[Bug] The sync server returns 403 Forbidden for some block requests
🐛 Bug Report
Sync improved dramatically after #1896; however, snarkOS main thread again panics and the process dies while syncing. Happens consistently. Restart and it will sync several more blocks, if it's lucky, but will eventually hit this issue.
2022-09-27T13:04:30.857069Z TRACE Requesting block 20123 of 25922
2022-09-27T13:04:31.585474Z INFO Synced up to block 20024 of 25922 - 77% complete (est. 17 minutes remaining)
2022-09-27T13:04:31.585510Z TRACE Requesting block 20124 of 25922
thread 'main' panicked at 'called `Result::unwrap()` on an `Err` value: Block parse error', /jihad/snarkos/snarkos/ledger/mod.rs:328:39
Steps to Reproduce
- Step 1. Run snarkos.
- Step 2. Watch it sync.
- Step 3. It panics and dies.
Expected Behavior
Sync completes.
Your Environment
- testnet3
- Rust 1.64.0
- Ubuntu 20.04.5 LTS
It's due to the server not being able to handle that many requests. I don't have access to its configuration, but I've reported this further.
Now that rate limiting is turned off, it seems that some blocks might be missing; I encountered it with 25976, but others have been reported before.
We need to find out the reason why this happens; for reference, this is the output of curl -I https://vm.aleo.org/testnet3/block/testnet3/25976.block I'm currently getting:
HTTP/1.1 403 Forbidden
Server: Cowboy
Connection: keep-alive
X-Powered-By: Express
Access-Control-Allow-Origin: *
Surrogate-Control: no-store
Cache-Control: max-age=60
Pragma: no-cache
Expires: 0
Date: Fri, 30 Sep 2022 09:06:35 GMT
Content-Length: 231
Content-Type: application/xml
Accept-Ranges: bytes
X-Amz-Request-Id: tx0000000000000ccc49635-006336b18c-3f19a6f7-nyc3c
Strict-Transport-Security: max-age=15552000; includeSubDomains; preload
Vary: Access-Control-Request-Headers,Access-Control-Request-Method,Origin, Accept-Encoding
X-Hw: 1664528795.dop089.dc2.t,1664528795.cds063.dc2.shn,1664528795.dop089.dc2.t,1664528795.cds078.dc2.c
Via: 1.1 vegur
This is likely the same issue as https://github.com/AleoHQ/snarkOS/issues/1934.

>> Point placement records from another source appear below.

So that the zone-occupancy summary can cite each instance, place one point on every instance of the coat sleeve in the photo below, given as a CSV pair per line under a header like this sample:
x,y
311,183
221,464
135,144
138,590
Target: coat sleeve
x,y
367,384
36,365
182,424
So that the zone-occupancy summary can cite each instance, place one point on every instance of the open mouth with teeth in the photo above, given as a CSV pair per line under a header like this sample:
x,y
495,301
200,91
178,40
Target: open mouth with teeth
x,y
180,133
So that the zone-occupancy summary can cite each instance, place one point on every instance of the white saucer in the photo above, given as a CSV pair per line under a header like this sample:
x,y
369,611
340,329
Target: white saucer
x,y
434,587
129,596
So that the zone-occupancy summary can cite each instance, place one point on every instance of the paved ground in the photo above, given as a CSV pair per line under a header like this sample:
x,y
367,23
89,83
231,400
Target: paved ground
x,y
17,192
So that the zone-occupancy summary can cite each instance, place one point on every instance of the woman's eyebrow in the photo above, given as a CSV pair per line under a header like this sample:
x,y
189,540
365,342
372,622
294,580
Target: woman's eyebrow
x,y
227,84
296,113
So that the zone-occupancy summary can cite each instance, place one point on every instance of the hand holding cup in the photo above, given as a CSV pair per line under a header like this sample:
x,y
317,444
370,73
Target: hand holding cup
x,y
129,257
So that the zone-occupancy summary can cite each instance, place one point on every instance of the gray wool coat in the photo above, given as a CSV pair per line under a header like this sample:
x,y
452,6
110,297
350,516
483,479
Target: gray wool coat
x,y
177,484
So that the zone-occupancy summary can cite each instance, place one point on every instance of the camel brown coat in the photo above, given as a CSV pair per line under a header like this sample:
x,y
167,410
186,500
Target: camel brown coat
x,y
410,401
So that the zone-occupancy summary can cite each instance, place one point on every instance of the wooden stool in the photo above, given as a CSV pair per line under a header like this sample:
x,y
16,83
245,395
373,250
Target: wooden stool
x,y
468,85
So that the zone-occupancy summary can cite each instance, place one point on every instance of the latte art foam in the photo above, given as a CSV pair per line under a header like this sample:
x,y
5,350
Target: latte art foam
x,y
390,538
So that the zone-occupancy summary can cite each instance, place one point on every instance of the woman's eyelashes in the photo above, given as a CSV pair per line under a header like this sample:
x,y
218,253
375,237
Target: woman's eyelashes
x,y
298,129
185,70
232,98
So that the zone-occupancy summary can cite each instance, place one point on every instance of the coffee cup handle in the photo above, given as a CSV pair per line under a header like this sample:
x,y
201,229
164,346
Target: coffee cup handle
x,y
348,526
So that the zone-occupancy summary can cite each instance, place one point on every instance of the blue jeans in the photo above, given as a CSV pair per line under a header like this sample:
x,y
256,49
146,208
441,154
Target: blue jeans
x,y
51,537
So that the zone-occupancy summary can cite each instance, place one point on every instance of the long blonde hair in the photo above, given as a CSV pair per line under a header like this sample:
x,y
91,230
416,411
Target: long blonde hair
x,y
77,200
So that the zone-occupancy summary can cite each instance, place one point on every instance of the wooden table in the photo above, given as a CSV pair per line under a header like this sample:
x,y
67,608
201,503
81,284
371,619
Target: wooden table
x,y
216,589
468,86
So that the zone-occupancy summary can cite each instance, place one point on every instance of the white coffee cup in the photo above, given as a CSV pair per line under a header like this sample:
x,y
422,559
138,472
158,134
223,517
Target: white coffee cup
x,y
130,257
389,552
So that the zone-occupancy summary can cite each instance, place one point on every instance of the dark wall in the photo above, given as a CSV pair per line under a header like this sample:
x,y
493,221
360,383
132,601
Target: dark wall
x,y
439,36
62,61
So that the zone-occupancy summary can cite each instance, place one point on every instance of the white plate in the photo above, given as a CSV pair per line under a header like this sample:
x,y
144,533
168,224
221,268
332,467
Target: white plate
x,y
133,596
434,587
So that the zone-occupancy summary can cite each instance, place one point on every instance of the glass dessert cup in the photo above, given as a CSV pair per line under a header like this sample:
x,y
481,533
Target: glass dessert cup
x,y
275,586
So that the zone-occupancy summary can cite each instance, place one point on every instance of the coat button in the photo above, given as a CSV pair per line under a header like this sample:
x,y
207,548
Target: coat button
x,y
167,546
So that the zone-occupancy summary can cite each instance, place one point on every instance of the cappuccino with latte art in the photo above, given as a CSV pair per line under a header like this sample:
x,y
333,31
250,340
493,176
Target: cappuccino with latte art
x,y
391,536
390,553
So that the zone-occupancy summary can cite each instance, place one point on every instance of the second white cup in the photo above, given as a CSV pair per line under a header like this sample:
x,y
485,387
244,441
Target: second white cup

Frequently get a similar but different error:
0|cargo | thread 'main' panicked at 'called `Result::unwrap()` on an `Err` value: error sending request for url (https://vm.aleo.org/testnet3/block/testnet3/26580.block): error trying to connect: Connection reset by peer (os error 104)
0|cargo | Caused by:
0|cargo | 0: error trying to connect: Connection reset by peer (os error 104)
0|cargo | 1: Connection reset by peer (os error 104)
0|cargo | 2: Connection reset by peer (os error 104)', /root/snarkOS/snarkos/ledger/mod.rs:328:39
0|cargo | note: run with `RUST_BACKTRACE=1` environment variable to display a backtrace
PM2 | App [cargo:0] exited with code [101] via signal [SIGINT]
It's always an HTTP 104 in my case and I need to restart the process constantly to attempt a sync. Same issue across multiple instances.
This seems like a transient sync server issue; how long did it take for the sync process to resume without issues? In any case, as long as the sync process could be resumed, it's not this issue, but rather https://github.com/AleoHQ/snarkOS/issues/1973.
It happened constantly, a few times an hour at least. Syncing to completion wasn't even possible until I wrapped the process in PM2 with autorestart. Since the sync server seems to just be proxying an S3 bucket the failure rate seems really high and something worth looking into. Agree that the linked issue #1973 looks like it may have fixed it at least client side. Thanks.
Hi ,@emkman I met the same issue with error 104, can you provide resolutions step by step? thanks
@erickingxu I would git pull and make sure you are up to date as this may be fixed. Regardless, if you want to ensure automatic restarts, pm2 makes this very easy. Install nvm if you don't have node on your system.
# curl -o- https://raw.githubusercontent.com/nvm-sh/nvm/v0.39.2/install.sh | bash
npm install pm2 -g
pm2 start "cargo run --release"
This will ensure the aleo node automatically restarts on any failure
I don't think we've seen it happen in a while now, so I'm assuming it's fixed now. Please feel free to reopen if it ever does.